Championing women in the cheese industry
It’s a great time to be working in the UK cheese industry. Cheese blogger Steph Tod speaks with some of the women in the sector to find out how they adapted their practices during the COVID-19 pandemic and what the future of the industry looks like.
I set up my cheese blog, Queen Brie, during the pandemic. I’d been wanting to take the plunge for over a decade, but COVID-19 gave me the push I finally needed, as I wanted to use the platform to champion British cheese during lockdown and raise awareness of the experience of the people making and selling it. What has really inspired me is the innovative ways people came up with to champion their produce, moving their businesses online and selling locally. Not only were people doing all they could to save the existing industry, but others were brave enough to take on new careers in cheese and even create new cheeses during lockdown.
“We were fortunate that we got some great support early on,” says Stacey Hedges, founder of the Hampshire Cheese Company. “One of our cheeses, Tunworth, featured as part of Jamie Oliver’s Save British Cheese initiative. It meant that we didn’t have to throw away any of our cheese during the pandemic – we were incredibly lucky.”
Ruth Baker gave up a career in teaching during lockdown to buy the Yorkshire Fine Cheese Company. She found that more people were looking to shop locally during the pandemic, which was great for her business.
“My cheese mainly goes to farm shops and wholesalers. During lockdown, there was a real drive to support smaller, independent food shops and it’s encouraging to see that is continuing.”
For Emma Young, a cheese specialist and consultant, the pandemic was the catalyst she needed to set up on her own.

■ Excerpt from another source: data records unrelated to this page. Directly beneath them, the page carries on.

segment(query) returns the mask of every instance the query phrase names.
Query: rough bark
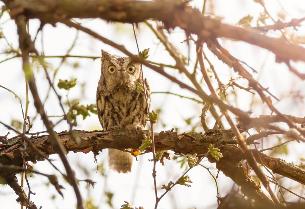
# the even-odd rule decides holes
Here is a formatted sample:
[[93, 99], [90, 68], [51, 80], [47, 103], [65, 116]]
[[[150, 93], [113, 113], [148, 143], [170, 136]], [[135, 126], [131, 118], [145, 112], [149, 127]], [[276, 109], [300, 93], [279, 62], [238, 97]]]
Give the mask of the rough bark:
[[278, 60], [292, 59], [305, 62], [305, 49], [259, 31], [221, 23], [219, 19], [203, 16], [197, 9], [179, 1], [146, 2], [133, 0], [2, 0], [14, 18], [23, 15], [38, 18], [42, 25], [53, 25], [71, 18], [99, 18], [107, 21], [139, 23], [152, 19], [168, 28], [180, 27], [189, 34], [204, 38], [223, 37], [242, 41], [267, 49]]
[[[58, 134], [58, 137], [67, 151], [74, 152], [90, 151], [95, 154], [106, 148], [123, 149], [138, 148], [149, 132], [135, 131], [131, 130], [108, 131], [74, 131], [79, 138], [77, 142], [66, 132]], [[243, 168], [239, 163], [245, 159], [243, 153], [235, 146], [236, 142], [232, 139], [228, 130], [216, 130], [203, 134], [196, 132], [178, 134], [170, 131], [155, 133], [156, 147], [159, 150], [167, 150], [179, 154], [205, 154], [208, 152], [210, 144], [219, 147], [223, 157], [217, 161], [209, 155], [208, 159], [211, 163], [216, 163], [216, 168], [230, 177], [242, 188], [242, 191], [248, 196], [255, 200], [257, 202], [271, 204], [269, 197], [260, 189], [259, 183], [252, 179]], [[30, 140], [36, 147], [47, 156], [56, 153], [52, 145], [48, 135], [33, 136]], [[21, 166], [22, 159], [19, 149], [23, 146], [23, 139], [16, 137], [8, 141], [0, 147], [0, 164], [2, 164]], [[148, 151], [150, 151], [148, 148]], [[287, 163], [278, 158], [273, 157], [261, 153], [253, 150], [259, 162], [259, 157], [265, 166], [278, 173], [305, 185], [305, 171], [291, 164]], [[35, 162], [43, 160], [42, 157], [32, 147], [27, 146], [26, 160]], [[5, 171], [0, 171], [2, 175]]]

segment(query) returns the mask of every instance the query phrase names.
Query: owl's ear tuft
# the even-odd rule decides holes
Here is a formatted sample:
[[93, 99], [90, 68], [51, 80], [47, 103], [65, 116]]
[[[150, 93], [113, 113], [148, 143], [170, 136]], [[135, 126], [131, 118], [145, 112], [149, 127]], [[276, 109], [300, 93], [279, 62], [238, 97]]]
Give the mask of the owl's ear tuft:
[[107, 52], [102, 49], [101, 49], [101, 51], [102, 52], [101, 56], [101, 59], [102, 60], [103, 59], [109, 59], [109, 58], [111, 56], [110, 54]]

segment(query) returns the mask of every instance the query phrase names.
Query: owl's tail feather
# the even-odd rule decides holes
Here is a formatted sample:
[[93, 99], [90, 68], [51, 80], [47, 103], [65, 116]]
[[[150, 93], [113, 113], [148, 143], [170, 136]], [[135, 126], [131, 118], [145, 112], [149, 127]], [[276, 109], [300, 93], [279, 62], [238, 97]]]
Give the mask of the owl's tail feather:
[[109, 168], [119, 173], [126, 173], [131, 170], [133, 157], [130, 153], [115, 149], [108, 150]]

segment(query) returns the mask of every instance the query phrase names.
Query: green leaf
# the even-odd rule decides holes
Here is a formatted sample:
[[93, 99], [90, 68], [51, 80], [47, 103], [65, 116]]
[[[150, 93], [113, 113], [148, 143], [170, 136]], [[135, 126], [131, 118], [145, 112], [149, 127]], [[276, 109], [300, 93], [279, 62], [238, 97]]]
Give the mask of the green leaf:
[[180, 185], [183, 185], [190, 187], [191, 185], [187, 183], [193, 183], [193, 182], [191, 181], [188, 176], [182, 176], [179, 179], [178, 183]]
[[149, 51], [149, 49], [146, 49], [142, 52], [140, 52], [139, 55], [141, 57], [143, 58], [144, 59], [146, 59], [148, 58], [148, 57], [149, 56], [148, 55], [148, 52]]
[[129, 204], [127, 201], [124, 201], [124, 202], [126, 203], [126, 204], [124, 204], [124, 205], [122, 205], [121, 206], [122, 207], [120, 208], [120, 209], [132, 209], [132, 208], [131, 207], [131, 205]]
[[13, 120], [11, 122], [11, 125], [15, 127], [16, 129], [21, 130], [22, 128], [22, 123], [17, 120]]
[[60, 79], [57, 84], [57, 86], [59, 88], [64, 88], [66, 90], [68, 90], [75, 86], [76, 84], [77, 79], [77, 78], [74, 78], [69, 81], [66, 79], [62, 80]]
[[198, 158], [196, 156], [197, 154], [195, 153], [192, 155], [187, 155], [186, 157], [188, 158], [188, 164], [191, 168], [193, 168], [196, 165], [196, 163], [198, 161]]
[[164, 189], [167, 191], [170, 191], [171, 190], [170, 186], [173, 185], [174, 182], [172, 181], [170, 182], [169, 183], [167, 184], [167, 186], [163, 184], [162, 185], [162, 187], [161, 187], [161, 189]]
[[162, 150], [162, 151], [160, 151], [160, 152], [158, 152], [156, 153], [156, 159], [157, 161], [160, 160], [161, 159], [161, 158], [162, 157], [162, 156], [163, 156], [163, 154], [164, 153], [164, 151]]
[[91, 104], [90, 105], [87, 105], [85, 106], [82, 105], [79, 105], [79, 102], [74, 103], [71, 106], [69, 109], [69, 111], [67, 114], [68, 118], [70, 121], [74, 121], [74, 124], [77, 124], [76, 122], [76, 116], [81, 115], [83, 116], [83, 119], [84, 120], [87, 116], [90, 116], [90, 114], [88, 112], [88, 111], [96, 114], [96, 105], [95, 104]]
[[142, 93], [144, 91], [144, 89], [143, 88], [143, 86], [142, 85], [142, 84], [137, 82], [137, 91], [140, 93]]
[[107, 203], [109, 206], [111, 207], [113, 207], [113, 205], [112, 205], [112, 197], [113, 196], [113, 193], [112, 192], [105, 192], [105, 194], [106, 195], [106, 196], [107, 197]]
[[147, 136], [146, 137], [146, 139], [145, 140], [143, 139], [142, 140], [142, 144], [139, 147], [138, 150], [142, 152], [145, 149], [147, 148], [149, 146], [152, 142], [152, 140], [150, 138], [150, 133], [149, 133]]
[[253, 16], [251, 16], [248, 15], [245, 17], [244, 17], [237, 23], [237, 25], [240, 25], [242, 26], [247, 26], [250, 27], [251, 26], [251, 21], [253, 19]]
[[156, 122], [157, 122], [157, 119], [158, 113], [155, 113], [154, 111], [152, 110], [149, 114], [149, 120], [150, 121], [152, 122], [152, 123], [156, 123]]
[[222, 154], [221, 153], [219, 152], [220, 150], [218, 148], [214, 148], [214, 145], [210, 144], [209, 146], [209, 152], [213, 157], [216, 159], [217, 161], [219, 161], [219, 159], [222, 157]]

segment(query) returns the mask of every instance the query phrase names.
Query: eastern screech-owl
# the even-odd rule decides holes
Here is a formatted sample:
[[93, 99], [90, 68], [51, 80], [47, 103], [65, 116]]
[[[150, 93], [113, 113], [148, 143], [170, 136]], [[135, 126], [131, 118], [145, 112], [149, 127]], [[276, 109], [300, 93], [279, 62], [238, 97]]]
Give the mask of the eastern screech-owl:
[[[96, 91], [97, 114], [103, 128], [111, 131], [132, 128], [142, 130], [148, 114], [144, 92], [137, 90], [142, 83], [141, 64], [130, 57], [118, 57], [102, 50], [101, 78]], [[149, 105], [150, 91], [145, 83]], [[109, 168], [119, 173], [130, 172], [133, 157], [127, 152], [108, 151]]]

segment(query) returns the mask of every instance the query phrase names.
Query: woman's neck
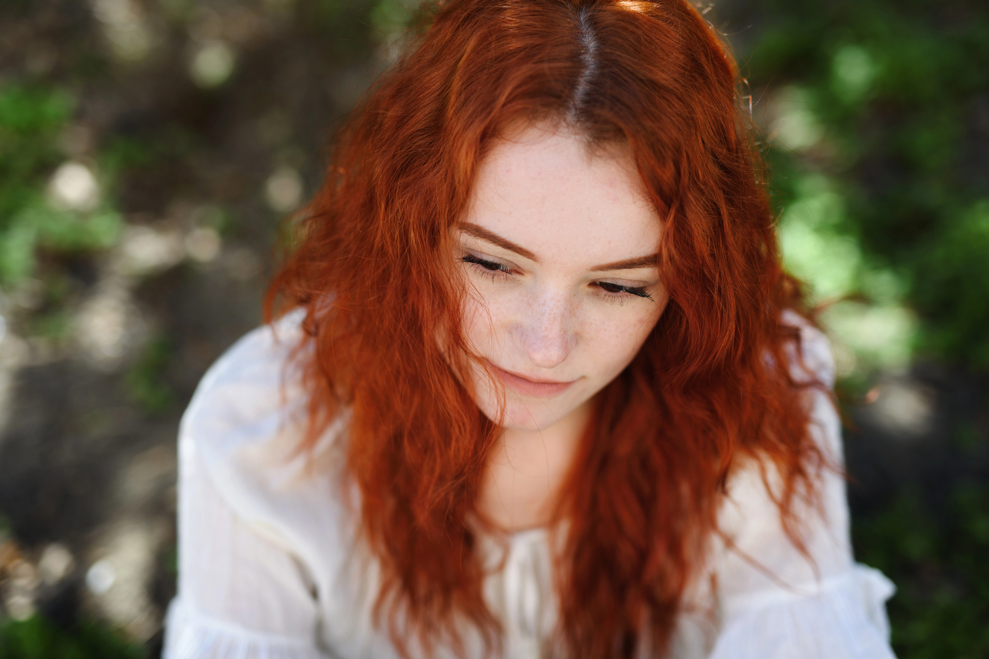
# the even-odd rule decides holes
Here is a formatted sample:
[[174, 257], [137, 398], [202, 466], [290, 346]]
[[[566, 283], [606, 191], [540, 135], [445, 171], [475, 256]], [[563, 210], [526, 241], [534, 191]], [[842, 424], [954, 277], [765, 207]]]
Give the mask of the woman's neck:
[[542, 430], [506, 428], [492, 451], [478, 510], [505, 531], [553, 521], [560, 488], [590, 419], [590, 401]]

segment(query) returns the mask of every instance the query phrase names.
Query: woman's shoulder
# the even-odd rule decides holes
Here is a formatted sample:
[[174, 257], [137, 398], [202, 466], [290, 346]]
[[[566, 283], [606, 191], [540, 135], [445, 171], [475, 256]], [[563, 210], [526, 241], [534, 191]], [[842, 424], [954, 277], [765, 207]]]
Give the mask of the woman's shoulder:
[[290, 358], [302, 339], [298, 313], [242, 336], [207, 370], [182, 419], [182, 431], [215, 435], [248, 429], [287, 406]]
[[346, 416], [315, 446], [303, 446], [309, 397], [294, 358], [301, 321], [301, 313], [290, 314], [227, 349], [203, 377], [179, 427], [182, 478], [209, 479], [249, 522], [281, 523], [314, 510], [314, 501], [338, 498], [328, 488], [342, 469], [335, 438]]
[[800, 332], [799, 354], [793, 351], [787, 355], [793, 378], [798, 382], [813, 379], [829, 389], [834, 387], [835, 357], [827, 335], [792, 309], [783, 311], [780, 321]]

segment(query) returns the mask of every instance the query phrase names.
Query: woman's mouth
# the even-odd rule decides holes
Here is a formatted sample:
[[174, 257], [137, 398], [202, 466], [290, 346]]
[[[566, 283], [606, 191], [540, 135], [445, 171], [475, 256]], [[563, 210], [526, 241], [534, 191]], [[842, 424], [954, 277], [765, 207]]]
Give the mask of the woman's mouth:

“My business actually started during COVID-19. I was looking to go freelance before the pandemic, but the timing wasn’t right. When lockdown happened I realised that the timing might never be right. I started my cheese consultancy in summer 2020 and I haven’t looked back.”
Having an online presence during the pandemic has been so valuable for me to establish Queen Brie. It’s allowed me to engage with a wider network of people and it’s been great to create an online community of fellow cheese lovers. The impact of social media on the industry has also had a positive effect, and was a vital tool to engage with customers during lockdown.
“The way social media has exploded is really helping to get more people interested in artisan cheese,” says Ruth. “It’s a fantastic business platform and has really helped me as a small producer to expand my reach.”
“During lockdown, I was able to connect to people around the world without the need to travel,” says Emma. “I now have clients in Bermuda, Singapore and all over Europe, and more of my work can be done remotely. I have also been able to reach more people across the globe who have taken part in my online masterclasses.”
For women interested in a career in cheese, the industry is a great option. There is a real sense of community and you can get some great support from fellow cheese producers.
“I’ve never felt uncomfortable as a woman working in the industry,” says Stacey. “There are some very successful women in the profession, like Catherine Mead, owner of Lynher Dairies, who is the current Chair of the Specialist Cheesemaker’s Association.
“I had lots of support from other people in the industry when I started out. It’s very hard in the beginning to have that confidence to produce a cheese, sell it and keep the business going. But it’s like anything, if you want to do it, throw yourself into it and don’t be afraid to ask questions.”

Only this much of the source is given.